If you cannot afford a living wall system, which currently I cannot, there are still numerous, innovative ways for you to grow plants indoors. If space is limited, then vertical is the key. Vines! You can train them to follow any direction or form, or let them hang from baskets. As long as there is a window nearby that allows about five hours of light, then you are set. Some vines that are edible include peas, passionflower and runner beans.
Other indoor vines include Purple heart, pothos and many varieties of ivy. Pothos is an excellent plant and will grow vigorously with little water and medium light. You can think of vines as another decorative element to your home or apartment and train them to grow all over the walls, mirrors or doorways. I have always loved the idea of the bathroom mirror being draped in some foliage.
Most plants which are variegated are good options for indoors. They can most likely withstand more shade than the average plant. Plus, the light and dark greens and whites of their leaves offer a dramatic contrast indoors.

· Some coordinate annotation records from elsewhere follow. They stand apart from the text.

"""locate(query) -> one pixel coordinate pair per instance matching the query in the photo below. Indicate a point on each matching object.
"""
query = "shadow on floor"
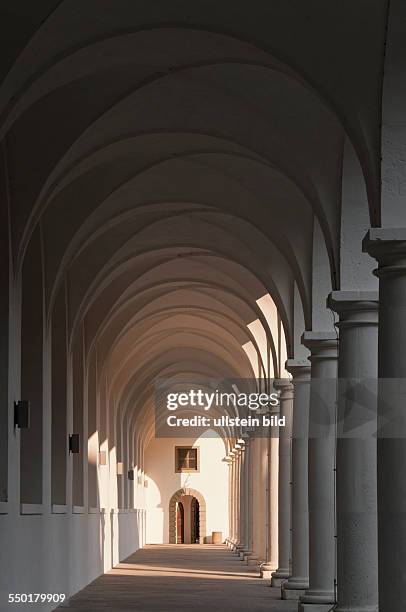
(179, 578)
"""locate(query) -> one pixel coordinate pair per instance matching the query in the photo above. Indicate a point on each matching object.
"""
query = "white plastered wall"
(211, 482)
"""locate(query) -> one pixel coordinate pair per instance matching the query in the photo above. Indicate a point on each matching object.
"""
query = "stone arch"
(172, 513)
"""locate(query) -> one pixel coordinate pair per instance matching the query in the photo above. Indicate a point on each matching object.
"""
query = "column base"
(266, 570)
(243, 552)
(316, 601)
(294, 588)
(357, 609)
(251, 559)
(312, 607)
(279, 576)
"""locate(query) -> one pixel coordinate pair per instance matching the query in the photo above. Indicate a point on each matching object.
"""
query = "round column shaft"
(356, 480)
(284, 502)
(299, 580)
(388, 247)
(320, 595)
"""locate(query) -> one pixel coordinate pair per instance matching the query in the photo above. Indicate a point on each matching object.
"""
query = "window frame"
(179, 470)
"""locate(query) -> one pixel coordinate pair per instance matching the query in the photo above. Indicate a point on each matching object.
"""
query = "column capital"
(284, 385)
(355, 307)
(388, 246)
(322, 345)
(299, 368)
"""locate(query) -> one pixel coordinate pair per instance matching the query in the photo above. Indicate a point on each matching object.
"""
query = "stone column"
(232, 498)
(284, 502)
(388, 247)
(247, 551)
(320, 595)
(227, 460)
(356, 459)
(299, 580)
(238, 544)
(242, 517)
(272, 506)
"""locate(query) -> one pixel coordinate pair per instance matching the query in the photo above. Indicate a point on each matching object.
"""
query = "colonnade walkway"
(180, 578)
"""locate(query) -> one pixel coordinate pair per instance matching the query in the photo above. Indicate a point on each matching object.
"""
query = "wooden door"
(180, 523)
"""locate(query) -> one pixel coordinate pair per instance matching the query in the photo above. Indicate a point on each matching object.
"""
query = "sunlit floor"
(180, 578)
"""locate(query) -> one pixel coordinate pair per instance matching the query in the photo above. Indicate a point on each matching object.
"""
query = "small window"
(186, 459)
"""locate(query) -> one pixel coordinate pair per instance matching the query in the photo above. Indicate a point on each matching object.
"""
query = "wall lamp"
(74, 443)
(22, 414)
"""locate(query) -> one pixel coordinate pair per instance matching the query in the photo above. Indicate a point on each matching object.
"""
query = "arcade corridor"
(190, 578)
(211, 194)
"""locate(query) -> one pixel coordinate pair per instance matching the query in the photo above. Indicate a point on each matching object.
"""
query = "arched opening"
(187, 517)
(194, 521)
(180, 523)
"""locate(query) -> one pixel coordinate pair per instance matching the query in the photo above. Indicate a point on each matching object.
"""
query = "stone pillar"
(227, 459)
(247, 551)
(272, 506)
(320, 595)
(388, 247)
(232, 505)
(284, 502)
(242, 516)
(356, 458)
(299, 580)
(238, 544)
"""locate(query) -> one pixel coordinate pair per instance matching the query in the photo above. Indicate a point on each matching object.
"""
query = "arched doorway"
(180, 523)
(194, 521)
(187, 509)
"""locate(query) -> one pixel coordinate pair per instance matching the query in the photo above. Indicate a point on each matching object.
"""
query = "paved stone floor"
(180, 578)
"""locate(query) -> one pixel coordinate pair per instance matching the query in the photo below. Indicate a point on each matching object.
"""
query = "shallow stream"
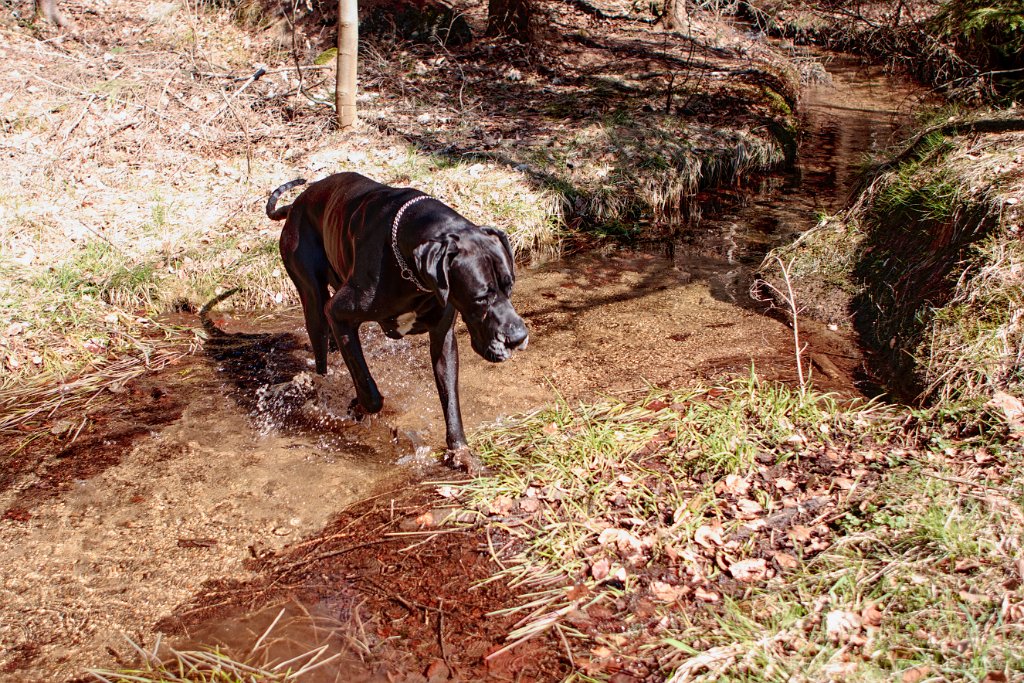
(264, 454)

As for other indoor plants, herbs are excellent! Especially in a window planter. Basil, bay, thyme, sage, rosemary, dill, parsley, chives, lemon balm, mint, oregano and savory to name a few. Herbs will definitely need about five to six hours of light, so you may think of a south facing window. Plus they will need more water attention. However, to make a mojito and use fresh mint from your window garden can not be beat. Or making pasta and garnishing it with fresh basil! YUM! The aroma from the herbs alone would be well worth the effort.

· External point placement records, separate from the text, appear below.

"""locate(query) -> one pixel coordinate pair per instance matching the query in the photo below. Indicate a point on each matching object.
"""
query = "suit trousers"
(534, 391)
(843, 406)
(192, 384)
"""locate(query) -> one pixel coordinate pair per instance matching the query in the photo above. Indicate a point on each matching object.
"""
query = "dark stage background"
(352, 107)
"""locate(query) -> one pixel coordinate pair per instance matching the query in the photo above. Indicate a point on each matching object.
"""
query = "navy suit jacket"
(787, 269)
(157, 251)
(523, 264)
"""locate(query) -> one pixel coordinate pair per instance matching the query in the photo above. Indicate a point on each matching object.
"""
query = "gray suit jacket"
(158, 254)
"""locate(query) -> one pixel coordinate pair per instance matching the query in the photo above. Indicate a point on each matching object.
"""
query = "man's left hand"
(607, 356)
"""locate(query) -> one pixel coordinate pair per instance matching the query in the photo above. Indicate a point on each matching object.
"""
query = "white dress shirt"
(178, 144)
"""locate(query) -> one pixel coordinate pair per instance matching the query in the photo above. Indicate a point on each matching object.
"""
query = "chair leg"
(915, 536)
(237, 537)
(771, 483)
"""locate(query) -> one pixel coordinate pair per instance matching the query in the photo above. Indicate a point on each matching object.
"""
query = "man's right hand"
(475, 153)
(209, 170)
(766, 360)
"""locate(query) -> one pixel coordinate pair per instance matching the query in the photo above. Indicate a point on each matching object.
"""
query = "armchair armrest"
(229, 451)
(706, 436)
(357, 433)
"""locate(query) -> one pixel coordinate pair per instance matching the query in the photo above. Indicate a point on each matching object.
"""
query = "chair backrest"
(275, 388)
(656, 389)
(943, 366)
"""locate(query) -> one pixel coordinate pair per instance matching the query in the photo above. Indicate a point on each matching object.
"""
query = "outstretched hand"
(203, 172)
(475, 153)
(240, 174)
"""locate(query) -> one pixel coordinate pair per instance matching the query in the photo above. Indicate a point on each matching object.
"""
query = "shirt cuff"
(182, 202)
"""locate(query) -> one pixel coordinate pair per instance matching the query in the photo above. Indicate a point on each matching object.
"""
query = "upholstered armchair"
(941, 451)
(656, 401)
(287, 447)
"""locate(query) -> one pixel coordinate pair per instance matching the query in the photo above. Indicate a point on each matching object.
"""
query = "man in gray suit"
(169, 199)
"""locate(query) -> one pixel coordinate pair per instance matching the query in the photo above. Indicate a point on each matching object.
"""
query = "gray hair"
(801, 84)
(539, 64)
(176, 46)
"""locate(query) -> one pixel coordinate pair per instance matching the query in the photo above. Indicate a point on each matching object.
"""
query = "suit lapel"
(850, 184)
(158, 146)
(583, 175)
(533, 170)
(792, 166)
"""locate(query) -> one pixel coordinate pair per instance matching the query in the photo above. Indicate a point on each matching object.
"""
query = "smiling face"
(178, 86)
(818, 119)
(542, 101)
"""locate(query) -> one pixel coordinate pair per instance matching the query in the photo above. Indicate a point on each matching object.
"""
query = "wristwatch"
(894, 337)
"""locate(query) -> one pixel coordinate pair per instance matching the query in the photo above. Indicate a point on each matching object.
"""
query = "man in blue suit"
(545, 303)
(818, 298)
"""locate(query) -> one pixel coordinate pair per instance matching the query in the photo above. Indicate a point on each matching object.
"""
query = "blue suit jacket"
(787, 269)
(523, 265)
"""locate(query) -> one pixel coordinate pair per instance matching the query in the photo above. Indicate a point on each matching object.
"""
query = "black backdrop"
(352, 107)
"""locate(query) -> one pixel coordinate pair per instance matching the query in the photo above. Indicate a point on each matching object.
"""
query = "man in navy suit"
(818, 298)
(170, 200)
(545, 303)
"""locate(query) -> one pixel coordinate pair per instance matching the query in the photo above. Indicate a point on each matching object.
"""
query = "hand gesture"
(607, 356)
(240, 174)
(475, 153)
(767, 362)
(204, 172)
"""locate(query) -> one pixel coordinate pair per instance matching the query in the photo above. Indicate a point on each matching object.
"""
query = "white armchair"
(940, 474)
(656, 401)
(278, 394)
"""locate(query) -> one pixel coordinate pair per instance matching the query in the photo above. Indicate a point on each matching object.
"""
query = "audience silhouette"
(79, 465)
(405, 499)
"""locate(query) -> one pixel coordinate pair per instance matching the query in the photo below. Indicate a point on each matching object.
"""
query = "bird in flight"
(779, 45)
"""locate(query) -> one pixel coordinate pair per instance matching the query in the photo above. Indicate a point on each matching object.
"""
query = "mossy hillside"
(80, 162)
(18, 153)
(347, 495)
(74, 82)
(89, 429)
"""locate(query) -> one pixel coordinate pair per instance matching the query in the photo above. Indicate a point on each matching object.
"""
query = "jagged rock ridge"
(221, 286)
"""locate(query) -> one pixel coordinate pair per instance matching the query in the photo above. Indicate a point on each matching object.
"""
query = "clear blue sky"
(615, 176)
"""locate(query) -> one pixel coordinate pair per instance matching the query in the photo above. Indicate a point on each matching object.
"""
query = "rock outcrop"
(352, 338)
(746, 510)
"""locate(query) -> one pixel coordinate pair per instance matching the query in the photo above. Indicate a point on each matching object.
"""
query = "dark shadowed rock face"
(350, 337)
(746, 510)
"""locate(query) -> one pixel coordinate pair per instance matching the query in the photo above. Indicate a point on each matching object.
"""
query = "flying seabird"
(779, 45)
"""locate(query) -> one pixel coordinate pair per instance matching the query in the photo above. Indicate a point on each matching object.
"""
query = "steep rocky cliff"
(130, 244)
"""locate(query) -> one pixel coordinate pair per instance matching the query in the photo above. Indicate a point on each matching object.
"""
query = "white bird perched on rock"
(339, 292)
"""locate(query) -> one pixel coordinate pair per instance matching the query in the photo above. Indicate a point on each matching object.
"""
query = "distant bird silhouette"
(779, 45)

For indoor plants, take care to watch their water needs and know their water needs when you purchase them. They will most likely need to be watered more often than if they were in the ground, and an organic fertilizer would be beneficial to use on them a few times a year. Know, they are not receiving the same level of nutritive recycling as if they were in the ground. So, love them and nourish them. A good way to salvage some water is to use water from your shower, before you shower. We all let the water run a bit until it gets to that desirable temperature, well in the mean time precious water is swimming down the drain. Place a bucket under the shower head while it warms up and catch that water. Then move the bucket so you can enjoy a nice wash. Another option is to use the water used from steaming or boiling vegetables like potatoes, beets or broccoli. Even from cooking pasta. Let the water cool before using it on your plants. At least this way, you can make the most of the nutrients lost in the boiling process and recycle them onto your plants!

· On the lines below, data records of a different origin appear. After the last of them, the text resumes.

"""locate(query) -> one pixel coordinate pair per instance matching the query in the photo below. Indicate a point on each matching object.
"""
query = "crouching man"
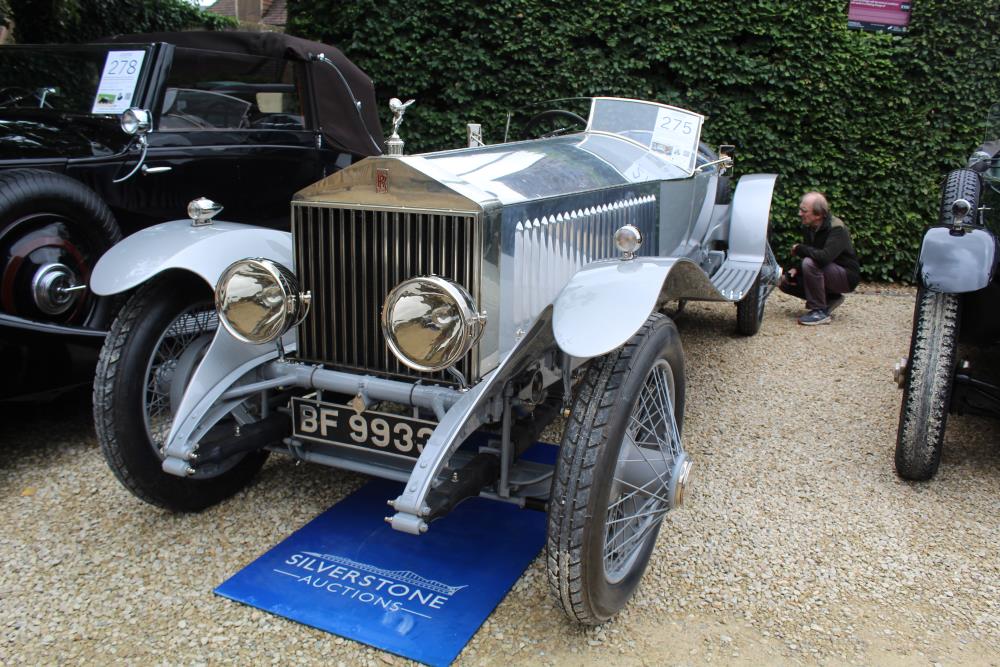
(829, 268)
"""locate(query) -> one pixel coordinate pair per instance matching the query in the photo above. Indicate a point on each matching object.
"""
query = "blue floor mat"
(420, 597)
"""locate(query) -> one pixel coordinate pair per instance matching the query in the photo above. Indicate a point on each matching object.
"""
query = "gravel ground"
(798, 544)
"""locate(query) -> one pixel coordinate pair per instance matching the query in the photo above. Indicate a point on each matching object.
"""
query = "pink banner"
(889, 15)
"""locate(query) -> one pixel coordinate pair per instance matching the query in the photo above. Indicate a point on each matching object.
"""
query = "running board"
(735, 278)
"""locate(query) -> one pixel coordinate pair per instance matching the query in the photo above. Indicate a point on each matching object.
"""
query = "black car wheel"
(960, 184)
(147, 360)
(52, 231)
(927, 390)
(621, 468)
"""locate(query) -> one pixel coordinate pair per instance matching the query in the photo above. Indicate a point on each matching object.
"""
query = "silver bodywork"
(526, 227)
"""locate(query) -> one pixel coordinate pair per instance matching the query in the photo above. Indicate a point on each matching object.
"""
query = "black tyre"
(52, 231)
(960, 184)
(621, 468)
(147, 358)
(927, 390)
(750, 309)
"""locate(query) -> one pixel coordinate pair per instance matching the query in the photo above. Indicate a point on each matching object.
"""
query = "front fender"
(957, 263)
(606, 302)
(206, 251)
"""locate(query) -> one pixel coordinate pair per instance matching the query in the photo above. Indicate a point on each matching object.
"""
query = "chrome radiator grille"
(350, 259)
(550, 249)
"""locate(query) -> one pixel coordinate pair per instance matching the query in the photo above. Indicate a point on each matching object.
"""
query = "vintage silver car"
(429, 314)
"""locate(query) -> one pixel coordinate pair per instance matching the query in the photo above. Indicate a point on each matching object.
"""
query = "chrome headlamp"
(430, 323)
(135, 121)
(259, 300)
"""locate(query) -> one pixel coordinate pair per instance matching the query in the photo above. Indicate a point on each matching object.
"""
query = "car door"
(231, 127)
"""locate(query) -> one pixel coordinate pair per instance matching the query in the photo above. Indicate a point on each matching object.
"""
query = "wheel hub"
(55, 289)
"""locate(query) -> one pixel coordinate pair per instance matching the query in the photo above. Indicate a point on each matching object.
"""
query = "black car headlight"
(135, 121)
(259, 300)
(430, 323)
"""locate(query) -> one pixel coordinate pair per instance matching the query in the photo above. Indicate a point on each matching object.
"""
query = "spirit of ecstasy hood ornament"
(394, 145)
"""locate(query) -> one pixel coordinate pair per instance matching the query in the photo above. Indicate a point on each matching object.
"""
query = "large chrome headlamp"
(430, 323)
(259, 300)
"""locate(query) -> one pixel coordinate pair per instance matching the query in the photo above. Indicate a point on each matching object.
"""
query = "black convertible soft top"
(337, 89)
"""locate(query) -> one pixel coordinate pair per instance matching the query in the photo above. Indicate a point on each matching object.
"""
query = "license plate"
(340, 425)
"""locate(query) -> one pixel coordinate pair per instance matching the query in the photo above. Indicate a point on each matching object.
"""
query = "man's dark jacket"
(831, 243)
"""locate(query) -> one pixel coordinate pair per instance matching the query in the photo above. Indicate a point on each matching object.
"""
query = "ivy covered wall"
(874, 121)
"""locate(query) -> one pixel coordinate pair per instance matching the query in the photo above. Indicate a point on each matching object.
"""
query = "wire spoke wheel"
(148, 361)
(652, 441)
(170, 365)
(621, 468)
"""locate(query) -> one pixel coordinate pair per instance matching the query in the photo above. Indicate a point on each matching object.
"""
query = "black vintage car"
(958, 301)
(100, 140)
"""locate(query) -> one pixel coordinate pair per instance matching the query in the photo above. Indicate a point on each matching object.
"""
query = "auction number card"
(118, 81)
(676, 135)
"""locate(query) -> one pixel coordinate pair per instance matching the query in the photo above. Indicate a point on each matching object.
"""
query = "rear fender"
(206, 251)
(606, 302)
(957, 263)
(751, 215)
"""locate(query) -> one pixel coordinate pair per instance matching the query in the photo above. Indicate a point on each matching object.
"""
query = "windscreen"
(79, 80)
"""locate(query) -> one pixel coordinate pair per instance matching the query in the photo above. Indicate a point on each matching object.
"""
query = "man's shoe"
(814, 317)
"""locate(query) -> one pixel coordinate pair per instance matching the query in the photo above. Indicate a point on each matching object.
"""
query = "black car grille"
(350, 259)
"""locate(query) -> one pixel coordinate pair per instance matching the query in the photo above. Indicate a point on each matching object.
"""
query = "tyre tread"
(585, 431)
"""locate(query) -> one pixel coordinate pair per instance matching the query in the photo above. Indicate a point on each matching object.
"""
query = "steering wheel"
(556, 120)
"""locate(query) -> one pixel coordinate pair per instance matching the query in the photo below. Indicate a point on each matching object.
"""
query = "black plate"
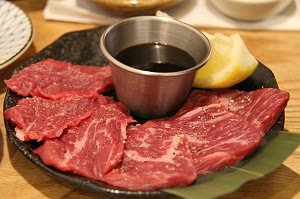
(82, 47)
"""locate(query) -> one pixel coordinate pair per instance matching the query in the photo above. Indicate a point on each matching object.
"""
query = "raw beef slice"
(154, 158)
(93, 147)
(56, 79)
(39, 119)
(223, 127)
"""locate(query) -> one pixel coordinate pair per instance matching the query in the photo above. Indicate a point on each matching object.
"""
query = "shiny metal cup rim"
(150, 73)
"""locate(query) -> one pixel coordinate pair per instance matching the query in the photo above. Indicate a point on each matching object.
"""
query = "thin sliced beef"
(39, 119)
(225, 126)
(56, 79)
(261, 108)
(93, 147)
(154, 158)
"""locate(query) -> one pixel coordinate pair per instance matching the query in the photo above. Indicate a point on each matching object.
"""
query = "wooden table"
(279, 50)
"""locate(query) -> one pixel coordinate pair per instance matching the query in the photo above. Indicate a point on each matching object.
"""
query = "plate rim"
(26, 45)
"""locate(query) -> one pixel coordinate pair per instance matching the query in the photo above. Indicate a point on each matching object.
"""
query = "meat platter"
(83, 48)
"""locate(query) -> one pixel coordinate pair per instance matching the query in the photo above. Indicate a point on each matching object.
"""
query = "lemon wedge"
(230, 63)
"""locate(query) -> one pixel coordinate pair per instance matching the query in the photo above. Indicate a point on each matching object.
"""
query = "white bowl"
(250, 9)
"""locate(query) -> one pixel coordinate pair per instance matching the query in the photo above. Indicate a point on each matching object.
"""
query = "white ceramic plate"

Be creative! Use anything for planters, just make sure the containers are big enough and do not leach out toxins. Do not use anything painted or stained. Although, you may use old plastic bottles, cans, water troughs from the feed store, terra cotta pots or make wood planters. Yes, the wood will eventually deteriorate, but not for a few years. You may also line it with some pond liner if you can salvage a bit and extend the life of the wood. Wine barrels! Not only are they excellent to use as a rain barrel, but they can be used as a mega planter! Look up a local winery and see how much they’ll sell their old barrels. I’ve inquired and the price was always pretty agreeable. Make sure there are drainage holes at the bottom of your containers. Plants do not like to be soggy, well at least not these plants.
I hope with spring approaching that this will inspire some people to bring some color and life into their homes, despite the square footage. Being innovative with your plant purchases and designing where they go is definitely a fun spice up your space and beat out any winter blues.